In proposing a broad, complex overhaul of US financial regulation Monday, Treasury Secretary Henry Paulson cautioned that the plan would take years of patient negotiation to execute. Some elements could move in the near term, he said, but most must wait until "the current market stress is past."
But for many lawmakers – returning to Capitol Hill Monday after two weeks in their states and districts – the priority is quick, decisive action to show voters they grasp the magnitude of the crisis threatening the No. 1 investment of many families: their homes.
That disconnect is one reason for an initial mixed response to the Bush administration plan among key committee chairs, as well as many top GOP lawmakers.
"The administration's blueprint, while deserving of careful consideration, would do little if anything to alleviate the current crisis – which was brought on by a failure of will," said Sen. Christopher Dodd (D) of Connecticut, who chairs the Senate Committee on Banking, Housing and Urban Affairs, in a statement.
For Congress, the first step in a crisis is to summon those deemed responsible to a hearing room to lob tough questions at them in front of TV cameras. On April 3, the Senate banking panel will question regulators and CEOs of Bear Stearns and JPMorgan Chase about "the current market turmoil."
In the House, Rep. Barney Frank (D) of Massachusetts praised Paulson's initiative as "a very constructive step forward." But the "profound national discussion" needed to complete the initiative "cannot be concluded in the months before the election," said Mr. Frank, who chairs the House Financial Services Committee.

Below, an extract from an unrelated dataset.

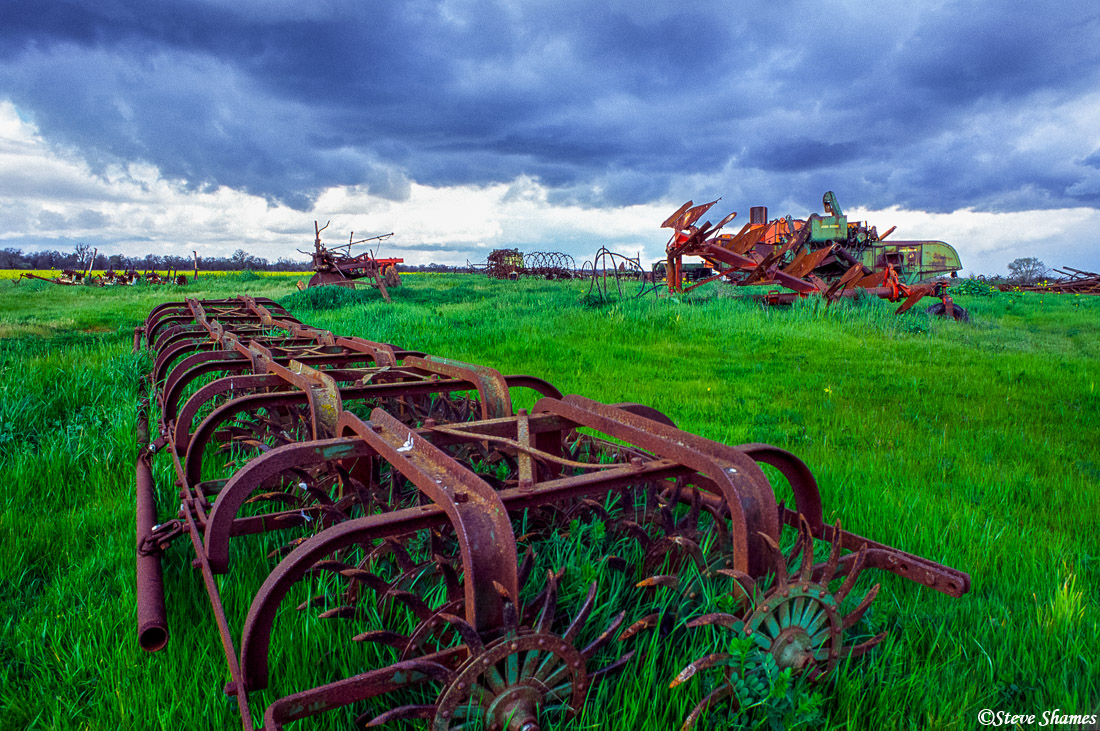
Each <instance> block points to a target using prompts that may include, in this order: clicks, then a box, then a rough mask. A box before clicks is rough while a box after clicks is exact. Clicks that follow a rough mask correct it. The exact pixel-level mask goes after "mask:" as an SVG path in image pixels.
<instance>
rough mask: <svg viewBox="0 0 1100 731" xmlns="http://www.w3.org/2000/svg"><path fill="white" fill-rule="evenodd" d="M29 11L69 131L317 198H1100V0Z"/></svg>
mask: <svg viewBox="0 0 1100 731" xmlns="http://www.w3.org/2000/svg"><path fill="white" fill-rule="evenodd" d="M5 5H7V9H5V23H4V24H3V25H0V96H7V97H10V98H11V99H12V100H13V101H14V102H15V104H17V106H18V108H19V109H20V110H21V111H23V112H24V113H27V114H30V115H32V118H33V119H34V121H35V122H36V123H37V125H38V128H40V129H41V130H42V132H43V134H44V135H45V136H46V137H47V139H48V140H51V141H54V142H56V143H59V144H65V145H70V146H75V147H77V148H78V149H79V151H81V153H83V154H84V155H85V156H86V157H88V159H89V160H90V162H91V163H92V164H94V165H98V166H100V167H101V168H106V166H108V165H110V164H112V163H118V162H120V160H135V159H140V160H146V162H150V163H153V164H155V165H156V166H157V167H160V168H161V169H162V170H163V171H164V173H165V174H166V175H169V176H174V177H179V178H184V179H186V180H187V181H188V182H189V185H191V186H195V187H211V186H218V185H226V186H230V187H234V188H240V189H244V190H248V191H251V192H255V193H260V195H264V196H266V197H268V198H273V199H278V200H282V201H285V202H288V203H290V204H294V206H299V207H304V206H307V204H308V203H309V201H310V199H311V197H312V196H313V195H316V193H317V192H318V191H319V190H321V189H323V188H324V187H328V186H333V185H354V186H361V187H363V188H365V189H367V190H368V191H370V192H372V193H374V195H377V196H382V197H388V198H393V199H400V198H403V197H405V196H407V191H408V186H409V182H410V181H418V182H422V184H426V185H455V184H475V185H483V184H489V182H499V181H508V180H513V179H515V178H516V177H517V176H520V175H526V176H530V177H535V178H537V179H538V180H539V181H541V182H542V184H543V185H547V186H549V187H551V188H552V189H553V190H552V191H551V200H552V201H558V202H572V203H581V204H585V206H605V204H626V203H638V202H645V201H649V200H653V199H657V198H662V197H672V198H683V199H686V198H689V197H696V196H697V197H702V196H706V195H711V193H714V195H726V196H727V201H733V202H734V203H735V204H736V206H738V207H740V206H741V204H742V203H748V202H753V201H763V202H768V201H779V200H788V201H799V202H803V203H805V204H807V206H811V204H813V207H814V209H815V210H816V204H815V203H816V201H818V200H820V197H821V192H822V191H823V190H824V189H826V188H837V189H838V190H844V192H845V197H846V199H847V200H853V201H854V202H855V201H858V203H859V204H861V206H866V207H884V206H891V204H901V206H910V207H916V208H923V209H926V210H934V211H948V210H955V209H958V208H964V207H977V208H982V209H986V210H1015V209H1020V208H1034V207H1058V206H1077V204H1089V206H1095V204H1098V203H1100V200H1098V193H1100V180H1098V178H1097V173H1096V167H1097V166H1096V159H1097V155H1098V153H1097V152H1096V144H1097V140H1096V139H1095V133H1093V132H1089V131H1087V130H1086V128H1088V122H1089V120H1091V121H1093V122H1095V121H1096V120H1097V118H1098V111H1097V110H1096V109H1095V107H1096V106H1097V104H1100V100H1098V99H1097V97H1096V96H1095V95H1097V90H1098V81H1100V74H1098V67H1100V64H1098V60H1100V24H1098V23H1100V21H1098V18H1100V11H1098V10H1096V5H1095V4H1093V3H1051V4H1048V5H1044V7H1043V8H1038V7H1036V5H1035V4H1034V3H1023V2H1018V1H1013V2H1004V1H1002V0H986V1H975V2H957V3H952V2H933V1H928V2H920V3H906V4H905V5H904V7H902V5H897V7H895V3H871V2H849V3H835V2H833V3H821V2H800V1H796V2H779V3H775V2H759V3H737V4H736V5H733V4H729V3H724V2H722V3H718V2H715V3H691V4H690V10H687V8H689V5H685V4H684V3H680V2H663V3H662V2H649V3H637V2H605V3H585V2H566V1H563V0H561V1H557V2H542V3H539V2H516V3H513V4H507V3H504V4H502V3H489V2H478V1H470V2H465V1H448V2H427V1H419V2H417V1H411V2H400V3H390V2H350V1H349V2H339V1H333V2H324V3H321V2H318V3H295V2H282V3H279V2H259V1H257V2H219V1H215V0H209V1H206V2H200V1H197V0H196V1H189V2H185V1H168V2H156V3H147V2H135V1H133V0H130V1H124V0H117V1H114V2H110V1H105V0H95V1H92V0H87V1H85V2H80V1H73V2H51V3H38V2H33V3H32V2H10V1H9V2H8V3H5ZM1090 93H1091V95H1093V97H1092V98H1091V100H1090V98H1089V95H1090ZM1090 103H1091V104H1092V106H1093V108H1092V109H1089V104H1090ZM1074 104H1077V107H1076V108H1075V109H1076V113H1077V117H1075V118H1071V119H1068V118H1067V119H1059V118H1058V114H1057V110H1060V109H1064V108H1069V107H1073V106H1074ZM1044 115H1053V117H1051V119H1047V118H1046V117H1044ZM1082 120H1085V121H1084V122H1082ZM1044 125H1046V129H1045V130H1044ZM700 185H706V186H709V187H711V188H709V189H707V190H698V189H695V188H693V186H700ZM792 212H794V213H796V214H802V213H804V212H805V211H802V210H795V211H792Z"/></svg>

Still, Frank was encouraging. Paulson's rejection of the status quo and his argument "that new regulation done properly enhances the function of the market rather than detracts from it," says Frank, have narrowed differences with Democrats.

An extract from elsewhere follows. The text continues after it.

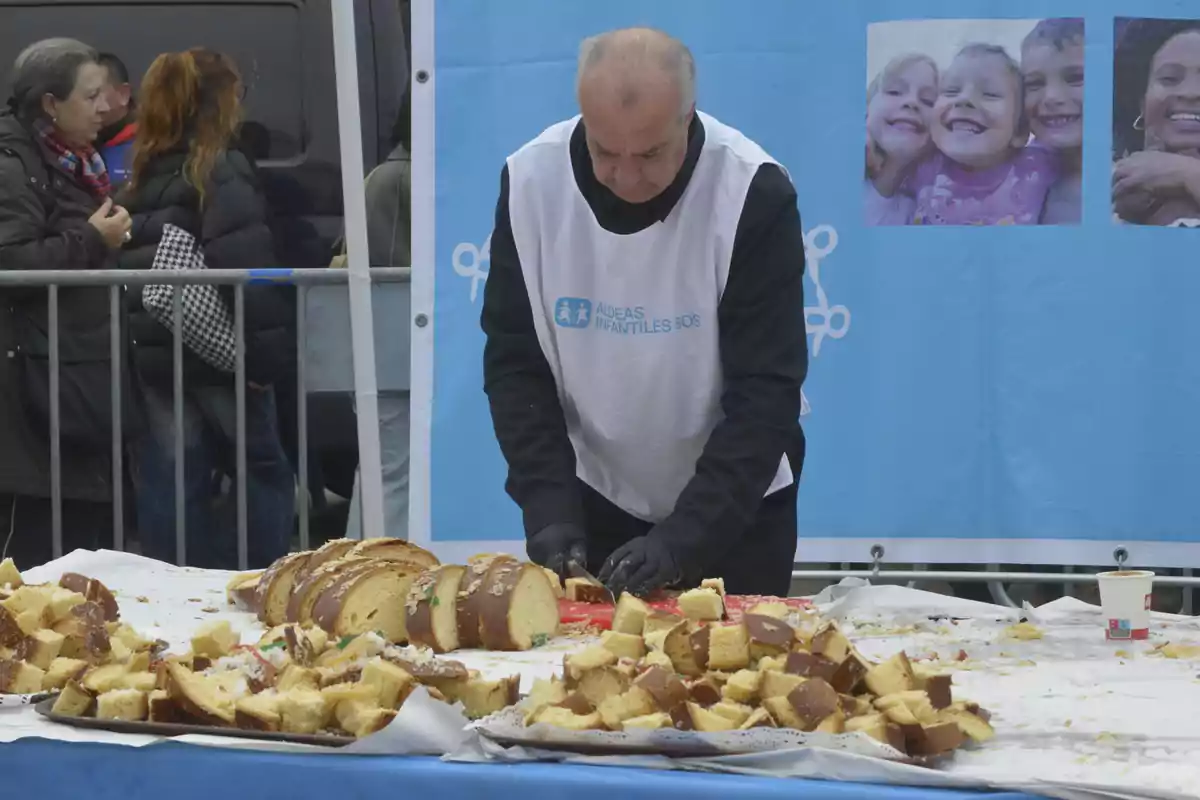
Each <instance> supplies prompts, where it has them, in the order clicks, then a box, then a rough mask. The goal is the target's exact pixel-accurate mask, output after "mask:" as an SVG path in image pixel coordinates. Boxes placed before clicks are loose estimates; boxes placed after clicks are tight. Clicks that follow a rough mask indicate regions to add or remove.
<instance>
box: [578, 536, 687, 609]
mask: <svg viewBox="0 0 1200 800" xmlns="http://www.w3.org/2000/svg"><path fill="white" fill-rule="evenodd" d="M596 578H598V579H599V581H600V583H602V584H605V585H606V587H608V589H610V590H611V591H612V595H613V597H620V593H623V591H629V593H630V594H634V595H646V594H648V593H650V591H653V590H654V589H661V588H662V587H666V585H670V584H672V583H677V582H678V581H679V579H682V578H683V569H682V567H680V566H679V561H678V559H677V558H676V555H674V554H673V553H672V552H671V548H670V547H667V545H666V542H664V541H662V539H661V537H658V536H655V535H654V531H650V533H649V534H648V535H646V536H640V537H637V539H634V540H630V541H628V542H625V543H624V545H622V546H620V547H618V548H617V549H616V551H613V553H612V555H610V557H608V560H607V561H605V564H604V569H602V570H600V575H598V576H596Z"/></svg>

Rep. Spencer Bachus, the ranking Republican on the panel, commended the Bush administration for producing a "far-reaching" blueprint, but added that some reforms will require "additional study and careful consideration."

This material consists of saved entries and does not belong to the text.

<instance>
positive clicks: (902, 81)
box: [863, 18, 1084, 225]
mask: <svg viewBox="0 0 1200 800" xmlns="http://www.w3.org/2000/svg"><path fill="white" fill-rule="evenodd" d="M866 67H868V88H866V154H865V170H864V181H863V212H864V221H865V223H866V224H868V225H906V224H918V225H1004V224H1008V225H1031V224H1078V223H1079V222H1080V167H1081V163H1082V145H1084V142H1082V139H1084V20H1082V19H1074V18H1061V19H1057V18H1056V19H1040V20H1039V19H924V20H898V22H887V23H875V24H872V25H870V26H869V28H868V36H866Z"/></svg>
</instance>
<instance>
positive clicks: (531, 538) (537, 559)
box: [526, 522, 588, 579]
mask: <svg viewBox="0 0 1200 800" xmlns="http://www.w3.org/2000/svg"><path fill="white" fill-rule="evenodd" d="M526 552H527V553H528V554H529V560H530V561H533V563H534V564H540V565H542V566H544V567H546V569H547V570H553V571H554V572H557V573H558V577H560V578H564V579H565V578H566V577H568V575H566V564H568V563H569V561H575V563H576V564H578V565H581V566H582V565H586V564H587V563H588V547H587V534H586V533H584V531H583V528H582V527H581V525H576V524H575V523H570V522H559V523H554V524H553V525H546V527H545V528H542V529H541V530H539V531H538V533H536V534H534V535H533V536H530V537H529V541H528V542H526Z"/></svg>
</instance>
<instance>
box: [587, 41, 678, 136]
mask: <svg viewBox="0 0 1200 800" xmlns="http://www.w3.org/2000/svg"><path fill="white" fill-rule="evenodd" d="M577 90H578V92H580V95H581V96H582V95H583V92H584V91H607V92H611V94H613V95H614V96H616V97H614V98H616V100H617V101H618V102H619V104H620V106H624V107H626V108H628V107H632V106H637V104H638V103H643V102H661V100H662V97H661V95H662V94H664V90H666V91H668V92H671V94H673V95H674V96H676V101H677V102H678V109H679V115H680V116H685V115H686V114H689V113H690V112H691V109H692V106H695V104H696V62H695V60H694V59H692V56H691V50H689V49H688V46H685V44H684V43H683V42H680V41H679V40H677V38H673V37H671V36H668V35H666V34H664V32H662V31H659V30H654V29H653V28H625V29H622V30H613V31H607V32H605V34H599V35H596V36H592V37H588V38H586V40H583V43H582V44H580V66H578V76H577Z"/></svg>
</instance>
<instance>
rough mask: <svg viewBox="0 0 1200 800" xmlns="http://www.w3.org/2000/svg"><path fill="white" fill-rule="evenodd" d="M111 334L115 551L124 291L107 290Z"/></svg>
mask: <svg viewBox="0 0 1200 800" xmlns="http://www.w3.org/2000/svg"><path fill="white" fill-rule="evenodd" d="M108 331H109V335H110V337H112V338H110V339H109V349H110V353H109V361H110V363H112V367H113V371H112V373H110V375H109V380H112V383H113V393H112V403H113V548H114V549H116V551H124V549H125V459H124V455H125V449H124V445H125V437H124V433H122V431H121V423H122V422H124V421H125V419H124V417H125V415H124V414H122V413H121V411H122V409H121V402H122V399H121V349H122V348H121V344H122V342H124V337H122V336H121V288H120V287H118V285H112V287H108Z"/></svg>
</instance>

Congress's last overhaul of financial regulation took eight years. Many other overhauls gathered more dust than votes, says Kenneth Thomas, a finance expert at the University of Pennsylvania's Wharton School. "These things always look good on paper, but we have to overlay the political feasibility of all this. Oftentimes it doesn't happen," he says. "There's so much regulatory turf to be protected" that the results may not match the initial vision.
Some ideas will encounter resistance, such as merging the Securities and Exchange Commission and the Commodity Futures Trading Commission and federal involvement in regulating the insurance industry, says Carl Tobias, a law professor at the University of Richmond in Virginia. "States will ... [argue] that they are closer to the people and can be more effective than a federal bureaucracy."
In the short term, Democrats aim to move bills to give prompt relief to homeowners facing foreclosure. Senate majority leader Harry Reid plans on Tuesday to reintroduce a housing package that provides $4 billion for cities to buy foreclosed properties. The measure failed Feb. 28 by a vote of 48 to 46, but Democrats say the deepening housing crisis could change some GOP votes.
"There's clearly a sense now that the hands-off approach to financial markets has not worked," says Julian Zelizer, a congressional historian at Princeton University. "There's pressure from working-class Americans to do more [and] that's translating into momentum."
• Staff writer Mark Trumbull contributed to this report.